The wine industry may appear to be staid and set in its ways, but it’s actually pretty dynamic. Even the Argentinian wine sector has only been to for fore for no more two or three decades - and here in the UK English sparkling wines are now high quality and mainstream. Now Greek wines are beginning to outsell Argentinian wines, or so I read in The Spectator, and white Rioja is now unrecognisable from the over-oaked varieties of my younger days.

Pub and restaurant wine lists have changed, but most need to go further. Add some excitement.

A malbec, a Provence rose and English fizz should be standard. Lighter chilled reds are becoming mainstream, as are ecological wines. Where do they figure on your lists? Don’t underestimate the sustainability premium. And, of course, there are orange wines, the new rose in many people’s eyes - white wines made by leaving the grape skins and seeds in contact with the juice, creating a deep orange-hued finish.

A good example of where wine may well be heading, especially for younger drinkers, is La Cave, a wine bar and bottle shop underneath The Hoxton in Holborn, central London. It specialises in natural wines, that is wine typically grown by small-scale, independent producers in sustainable, organic or biodynamic vineyards, fermented with no added yeast and no additives. You get the picture. Last time I was in, the place was packed - and yes with young metropolitan types.

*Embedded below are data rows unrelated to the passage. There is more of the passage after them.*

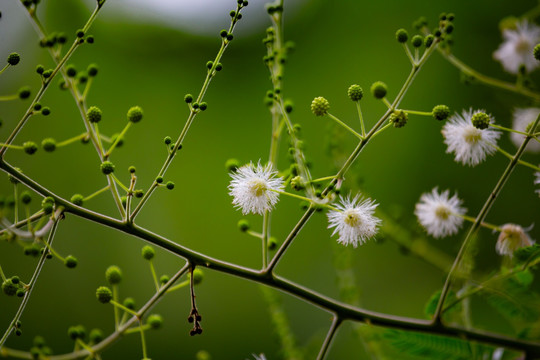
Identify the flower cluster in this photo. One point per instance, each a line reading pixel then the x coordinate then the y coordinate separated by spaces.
pixel 440 214
pixel 469 144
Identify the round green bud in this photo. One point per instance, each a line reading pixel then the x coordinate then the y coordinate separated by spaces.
pixel 320 106
pixel 24 92
pixel 92 70
pixel 536 52
pixel 26 198
pixel 428 40
pixel 198 275
pixel 13 59
pixel 378 89
pixel 417 41
pixel 96 336
pixel 71 71
pixel 71 261
pixel 272 243
pixel 355 92
pixel 113 274
pixel 77 199
pixel 441 112
pixel 104 294
pixel 480 120
pixel 399 118
pixel 9 288
pixel 129 303
pixel 148 252
pixel 30 147
pixel 402 36
pixel 107 167
pixel 94 114
pixel 243 225
pixel 155 321
pixel 232 165
pixel 135 114
pixel 39 341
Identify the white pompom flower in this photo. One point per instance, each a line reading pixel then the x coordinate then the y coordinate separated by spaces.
pixel 354 220
pixel 511 238
pixel 469 144
pixel 517 47
pixel 253 188
pixel 522 118
pixel 440 214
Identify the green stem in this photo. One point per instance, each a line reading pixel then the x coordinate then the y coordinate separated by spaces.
pixel 347 127
pixel 479 219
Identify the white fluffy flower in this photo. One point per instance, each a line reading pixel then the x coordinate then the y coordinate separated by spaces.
pixel 522 118
pixel 511 238
pixel 253 188
pixel 517 48
pixel 354 220
pixel 469 144
pixel 439 214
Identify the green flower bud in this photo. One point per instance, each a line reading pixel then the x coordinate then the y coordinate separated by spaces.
pixel 480 120
pixel 135 114
pixel 148 252
pixel 26 198
pixel 402 36
pixel 77 199
pixel 378 89
pixel 355 92
pixel 113 274
pixel 232 164
pixel 71 261
pixel 104 294
pixel 107 167
pixel 197 276
pixel 428 40
pixel 94 114
pixel 13 59
pixel 96 336
pixel 71 71
pixel 399 118
pixel 155 321
pixel 320 106
pixel 417 41
pixel 536 52
pixel 48 144
pixel 129 303
pixel 243 225
pixel 441 112
pixel 24 92
pixel 9 288
pixel 30 147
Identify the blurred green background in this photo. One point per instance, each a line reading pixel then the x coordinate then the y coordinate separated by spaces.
pixel 145 63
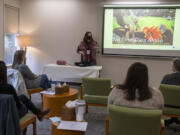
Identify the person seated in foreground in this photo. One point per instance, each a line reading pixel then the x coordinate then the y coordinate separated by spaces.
pixel 173 79
pixel 23 104
pixel 135 91
pixel 32 80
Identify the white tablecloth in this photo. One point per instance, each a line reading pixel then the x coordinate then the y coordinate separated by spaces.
pixel 66 73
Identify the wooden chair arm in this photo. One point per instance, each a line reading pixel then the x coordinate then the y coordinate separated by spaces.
pixel 81 94
pixel 107 125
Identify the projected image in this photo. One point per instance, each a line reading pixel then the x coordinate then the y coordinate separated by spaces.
pixel 143 26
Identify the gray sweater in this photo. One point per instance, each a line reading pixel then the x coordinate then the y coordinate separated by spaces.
pixel 117 97
pixel 29 77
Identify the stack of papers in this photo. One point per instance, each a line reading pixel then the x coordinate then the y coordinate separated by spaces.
pixel 73 125
pixel 48 92
pixel 55 119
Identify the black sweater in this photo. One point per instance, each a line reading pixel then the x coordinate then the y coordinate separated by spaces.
pixel 9 89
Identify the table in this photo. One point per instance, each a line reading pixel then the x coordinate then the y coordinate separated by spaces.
pixel 67 73
pixel 55 102
pixel 56 131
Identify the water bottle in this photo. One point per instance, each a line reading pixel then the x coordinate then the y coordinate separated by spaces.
pixel 53 85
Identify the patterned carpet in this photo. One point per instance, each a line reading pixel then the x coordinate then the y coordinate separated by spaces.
pixel 95 119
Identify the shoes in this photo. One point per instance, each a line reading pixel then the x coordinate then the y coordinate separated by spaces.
pixel 41 115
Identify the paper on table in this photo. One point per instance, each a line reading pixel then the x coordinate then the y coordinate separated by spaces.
pixel 48 92
pixel 55 119
pixel 73 125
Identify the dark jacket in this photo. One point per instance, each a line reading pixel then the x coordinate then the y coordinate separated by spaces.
pixel 9 120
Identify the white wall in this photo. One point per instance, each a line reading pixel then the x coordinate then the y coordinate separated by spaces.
pixel 15 3
pixel 1 30
pixel 57 26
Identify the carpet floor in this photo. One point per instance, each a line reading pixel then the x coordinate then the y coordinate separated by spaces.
pixel 95 118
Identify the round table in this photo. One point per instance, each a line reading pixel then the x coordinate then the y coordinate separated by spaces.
pixel 55 102
pixel 56 131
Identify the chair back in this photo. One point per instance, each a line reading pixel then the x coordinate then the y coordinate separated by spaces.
pixel 134 121
pixel 96 86
pixel 15 78
pixel 9 119
pixel 171 94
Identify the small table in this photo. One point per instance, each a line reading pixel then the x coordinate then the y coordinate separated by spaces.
pixel 56 131
pixel 67 73
pixel 55 102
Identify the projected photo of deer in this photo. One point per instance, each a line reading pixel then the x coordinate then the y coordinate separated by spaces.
pixel 143 26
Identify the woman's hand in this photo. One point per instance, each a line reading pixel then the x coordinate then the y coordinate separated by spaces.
pixel 81 52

Go and see for yourself - it’s research after all. Delivering a memorable experience for customers is not just about the environment, the welcome, the people, but the product you are serving. Trying new food and drink is not only a perk of the job, but one of the many pleasures that make hospitality such an enjoyment. See you in the pub - and if I’m staring at the wall, don’t be worried.

A post-cocktail world?

Britain has lost over 30% of its nightclubs since the start of the pandemic, while those that have survived saw sales shrink by nearly 30% in 2023, so says Charlie Mitchell, CGA by NIQ’s director of research and insight.

There are also 10% fewer independent bars than in 2020, reflecting a shift in consumer behaviour and an evolution of occasions, he says. That shift is one of the main reasons spirit sales in many international markets, and not just Britain, have taken a plunge. Is it the death of the cocktail? Unlikely, as classic cocktails have survived the decades, but more a market reset.

Neither is late-night dead, but occasions are changing, with large-scale ticketed events at venues like the newly opened Drumsheds, a former IKEA store (yes, it’s that big) in Tottenham, making late-night clubbing less of a weekly date, but more of a once-every-few-months pre-planned blowout. 

Mitchell says the likes of bottomless brunch have also nudged high consumption occasions from nightclubs into restaurants and from spirits into prosecco. Another reason not to overlook the wine list - at least the fizz list.